Somewhere along the way, it’s become a game to grab photos of young women, often intoxicated, while they’re being assaulted and trade them like baseball cards. It’s not just Rehtaeh and her profoundly sad story. Three boys in California have just been charged with the sexual battery of a 15-year-old who had too much to drink, saw explicit photos of herself whizzing around online, and died by her own hand.

There are less tragic but no less horrifying cases: four boys in Wisconsin charged with assaulting and filming a girl, while one of the boys is heard on the cellphone video saying, “Dude, you’re like a rapist!” Four teenagers in Australia charged with filming and assaulting a 14-year-old. Four young professional football players in England facing trial over … well, you know. It’s old hat. An intoxicated 19-year-old, assault, cellphone footage. Perhaps the most recent infamous case was the assault on a girl in Steubenville, Ohio, in which she was filmed like a trophy.

Is all this slut-shaming and vile video-sharing any worse than it ever was? It’s true that teenagers have always lived behind closed doors, whispering nasty things about each other. At least in the old days, there were only so many times you could write “Jenny is a hoor” on a locker before the janitor cleaned it off. Now, the pictures of Jenny’s humiliation live in perpetuity.

“I can never get that photo back, it’s out there forever.” That’s one of the notes that B.C. teenager Amanda Todd held up in a video she made before she died by suicide. She, too, had been harassed online by someone she’d flashed her breasts at; the picture outlived her. In that case, too, Canadians were outraged, at least for a little while.

We need Susan Sontag to return and explain to us the connection between ubiquity of cameras and the weird anomie that lies behind this behaviour. On one hand, it occurs to me that technology is moving so quickly that we haven’t had time to lay down the ethical tracks for it to move along. We don’t yet know the consequences of young people growing up with 24-hour access to free, sexually explicit images, in which women are often degraded and intimacy is a transaction. On the other hand, I think: How hard can these lessons be? Don’t harm another person. Don’t film yourself harming another person. Don’t distribute images of a person being harmed.

Despite a billion lessons in equality and tolerance, we have yet to pass on the message that women are not things or tools or devices for sexual gratification. In particular, young men – not all, not a majority, but enough for it to be a problem – have failed to grasp this basic truth. I wonder, as I see legitimate news organizations run headlines like Jennifer Lawrence Most Wanted To Star In Sex Tape, if we ever will.

Social media, so magnificent at spreading information and connecting disparate groups, is also capable of drawing a numbing curtain between people and their compassion. It’s not a girl you’re looking at on your phone; it’s only a picture of a girl. It’s on YouTube, so it can’t be serious.

I can’t put it better than American philosopher Martha Nussbaum did in her essay Objectification And Internet Misogyny: “The objectifier treats the objectified as a mere tool of his ends, and not an end in herself.” When that relationship is amplified online, as it increasingly is, it becomes much worse, because the subject then experiences humiliation over and over: “To objectify publicly is a variety of shame punishment.”

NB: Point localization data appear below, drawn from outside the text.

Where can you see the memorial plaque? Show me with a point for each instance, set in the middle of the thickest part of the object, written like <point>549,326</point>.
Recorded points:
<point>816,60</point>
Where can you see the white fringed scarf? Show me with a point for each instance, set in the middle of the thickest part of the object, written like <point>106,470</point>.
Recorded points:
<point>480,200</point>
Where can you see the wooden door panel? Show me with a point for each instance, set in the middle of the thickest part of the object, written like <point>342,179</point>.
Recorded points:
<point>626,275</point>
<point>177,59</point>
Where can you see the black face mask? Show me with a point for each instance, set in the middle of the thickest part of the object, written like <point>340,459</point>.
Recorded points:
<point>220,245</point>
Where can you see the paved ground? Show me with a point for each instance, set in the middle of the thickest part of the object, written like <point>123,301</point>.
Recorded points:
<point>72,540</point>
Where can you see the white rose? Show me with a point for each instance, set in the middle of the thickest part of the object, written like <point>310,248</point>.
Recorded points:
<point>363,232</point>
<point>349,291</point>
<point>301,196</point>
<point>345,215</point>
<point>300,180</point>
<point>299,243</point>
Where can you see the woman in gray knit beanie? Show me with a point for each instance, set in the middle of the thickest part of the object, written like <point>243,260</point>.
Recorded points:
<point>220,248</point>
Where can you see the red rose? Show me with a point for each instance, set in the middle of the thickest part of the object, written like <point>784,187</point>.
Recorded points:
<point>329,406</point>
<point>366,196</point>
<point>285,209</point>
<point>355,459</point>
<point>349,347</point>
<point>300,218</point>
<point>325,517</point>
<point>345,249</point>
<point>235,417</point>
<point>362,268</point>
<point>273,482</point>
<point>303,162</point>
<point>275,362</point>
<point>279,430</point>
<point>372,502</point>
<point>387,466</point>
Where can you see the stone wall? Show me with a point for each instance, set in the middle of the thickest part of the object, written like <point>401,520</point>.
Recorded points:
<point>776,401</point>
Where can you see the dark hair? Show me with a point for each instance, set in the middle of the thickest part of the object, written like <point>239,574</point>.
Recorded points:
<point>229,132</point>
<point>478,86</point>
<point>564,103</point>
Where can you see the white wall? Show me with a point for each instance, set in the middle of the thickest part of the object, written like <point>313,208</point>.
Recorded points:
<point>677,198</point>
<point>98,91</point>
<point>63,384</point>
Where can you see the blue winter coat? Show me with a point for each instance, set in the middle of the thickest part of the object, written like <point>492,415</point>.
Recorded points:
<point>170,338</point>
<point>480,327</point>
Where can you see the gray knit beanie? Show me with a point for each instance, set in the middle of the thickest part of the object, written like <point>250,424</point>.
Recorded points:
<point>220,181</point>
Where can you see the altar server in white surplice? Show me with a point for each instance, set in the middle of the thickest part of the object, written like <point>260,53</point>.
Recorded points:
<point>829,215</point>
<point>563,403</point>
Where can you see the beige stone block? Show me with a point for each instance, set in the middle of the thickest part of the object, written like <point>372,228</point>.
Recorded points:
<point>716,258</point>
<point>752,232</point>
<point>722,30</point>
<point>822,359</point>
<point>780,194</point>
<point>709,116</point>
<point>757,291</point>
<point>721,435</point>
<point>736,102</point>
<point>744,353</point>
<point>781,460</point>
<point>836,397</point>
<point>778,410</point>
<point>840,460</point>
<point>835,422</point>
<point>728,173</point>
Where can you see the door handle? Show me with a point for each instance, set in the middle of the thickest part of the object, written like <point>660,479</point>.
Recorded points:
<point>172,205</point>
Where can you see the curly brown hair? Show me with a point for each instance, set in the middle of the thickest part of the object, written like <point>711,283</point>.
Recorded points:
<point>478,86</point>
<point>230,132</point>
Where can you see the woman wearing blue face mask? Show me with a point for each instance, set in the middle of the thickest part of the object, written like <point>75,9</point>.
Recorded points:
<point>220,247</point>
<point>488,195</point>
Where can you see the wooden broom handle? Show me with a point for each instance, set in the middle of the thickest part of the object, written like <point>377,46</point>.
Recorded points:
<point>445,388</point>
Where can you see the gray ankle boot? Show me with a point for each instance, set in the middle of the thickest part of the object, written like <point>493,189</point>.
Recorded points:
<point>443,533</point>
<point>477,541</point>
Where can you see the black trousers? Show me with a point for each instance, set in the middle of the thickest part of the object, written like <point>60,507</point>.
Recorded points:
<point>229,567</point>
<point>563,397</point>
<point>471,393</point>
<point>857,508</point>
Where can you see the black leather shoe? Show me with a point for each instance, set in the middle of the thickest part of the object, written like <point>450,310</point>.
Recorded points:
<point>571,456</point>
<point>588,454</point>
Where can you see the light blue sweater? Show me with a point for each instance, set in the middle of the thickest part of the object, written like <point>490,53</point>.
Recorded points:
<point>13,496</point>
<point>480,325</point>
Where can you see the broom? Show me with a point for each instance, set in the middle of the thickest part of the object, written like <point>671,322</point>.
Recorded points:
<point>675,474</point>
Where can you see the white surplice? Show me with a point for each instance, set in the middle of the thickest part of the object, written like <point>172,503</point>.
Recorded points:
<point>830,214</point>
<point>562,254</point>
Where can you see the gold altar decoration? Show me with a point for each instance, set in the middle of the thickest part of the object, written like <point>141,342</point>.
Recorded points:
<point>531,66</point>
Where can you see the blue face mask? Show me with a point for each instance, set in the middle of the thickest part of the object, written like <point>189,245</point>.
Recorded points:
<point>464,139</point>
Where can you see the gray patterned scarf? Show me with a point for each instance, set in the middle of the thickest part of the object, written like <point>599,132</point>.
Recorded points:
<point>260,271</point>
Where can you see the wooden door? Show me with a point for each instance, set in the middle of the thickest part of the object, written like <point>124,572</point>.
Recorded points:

She cites the work that two psychologists, Dan Kindlon and Michael Thompson, have done with troubled adolescent boys. The boys lionize traits like stoicism and nonchalance, and disdain empathy as weakness. Because they feel out of control in their own lives, they strike out by humiliating others.

The psychologists write: “It is the responsibility of people who raise boys to train them specifically to be good, empathic partners to girls and women. It can be done, by fathers who model respect for women in the family and in the wider world, by mothers who help sons understand a girl’s point of view, and by anyone in a boy’s life who helps him see his connectedness to others as a positive thing.”

The word “connectedness” is crucial. We’ve never been more connected, it seems, and never further apart.